Schema Evolution in Interactive Programming Systems
Jonathan Edwards (Independent, USA), Tomas Petricek (Charles, University, Czechia), Tijs van der Storm (CWI, Netherlands / University of, Groningen, Netherlands), Geoffrey Litt (Ink & Switch, USA)

TL;DR
This paper explores schema evolution challenges in interactive programming systems beyond databases, proposing challenge problems and a framework to improve live programming and collaboration.
Contribution
It introduces a set of challenge problems and a layered framework for schema evolution in diverse interactive programming contexts, extending beyond traditional database scenarios.
Findings
Identifies schema evolution as a barrier to live programming and collaboration.

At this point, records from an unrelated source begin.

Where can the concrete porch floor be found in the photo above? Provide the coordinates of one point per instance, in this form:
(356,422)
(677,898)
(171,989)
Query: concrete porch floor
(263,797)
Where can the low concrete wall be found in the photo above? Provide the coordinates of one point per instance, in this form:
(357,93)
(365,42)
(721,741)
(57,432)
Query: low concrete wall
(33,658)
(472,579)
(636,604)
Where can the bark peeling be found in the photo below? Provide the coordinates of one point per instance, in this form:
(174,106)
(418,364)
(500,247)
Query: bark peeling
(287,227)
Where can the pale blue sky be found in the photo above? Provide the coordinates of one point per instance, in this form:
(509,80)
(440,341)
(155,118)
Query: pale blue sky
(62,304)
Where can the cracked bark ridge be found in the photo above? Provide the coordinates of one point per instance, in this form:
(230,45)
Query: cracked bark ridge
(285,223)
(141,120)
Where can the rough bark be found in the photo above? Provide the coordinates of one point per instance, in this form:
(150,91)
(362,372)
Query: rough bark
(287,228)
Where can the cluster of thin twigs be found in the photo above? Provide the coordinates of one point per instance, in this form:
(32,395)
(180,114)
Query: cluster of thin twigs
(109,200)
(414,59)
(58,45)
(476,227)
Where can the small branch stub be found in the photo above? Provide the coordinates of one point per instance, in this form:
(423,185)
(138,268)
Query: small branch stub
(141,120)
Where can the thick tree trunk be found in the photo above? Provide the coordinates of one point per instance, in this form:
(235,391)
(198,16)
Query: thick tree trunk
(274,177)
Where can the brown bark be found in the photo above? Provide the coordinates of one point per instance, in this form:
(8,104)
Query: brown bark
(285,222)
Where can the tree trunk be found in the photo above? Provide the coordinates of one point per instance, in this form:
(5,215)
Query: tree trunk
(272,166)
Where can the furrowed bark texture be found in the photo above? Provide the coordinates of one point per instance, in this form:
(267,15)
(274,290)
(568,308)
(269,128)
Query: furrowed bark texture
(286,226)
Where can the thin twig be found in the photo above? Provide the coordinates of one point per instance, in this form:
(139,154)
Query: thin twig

Defines layers and dimensions of schema evolution across contexts.
Provides challenge problems to guide future research.
Abstract
Many improvements to programming have come from shortening feedback loops, for example with Integrated Development Environments, Unit Testing, Live Programming, and Distributed Version Control. A barrier to feedback that deserves greater attention is Schema Evolution. When requirements on the shape of data change then existing data must be migrated into the new shape, and existing code must be modified to suit. Currently these adaptations are often performed manually, or with ad hoc scripts. Manual schema evolution not only delays feedback but since it occurs outside the purview of version control tools it also interrupts collaboration. Schema evolution has long been studied in databases. We observe that the problem also occurs in non-database contexts that have been less studied. We present a suite of challenge problems exemplifying this range of contexts, including traditional…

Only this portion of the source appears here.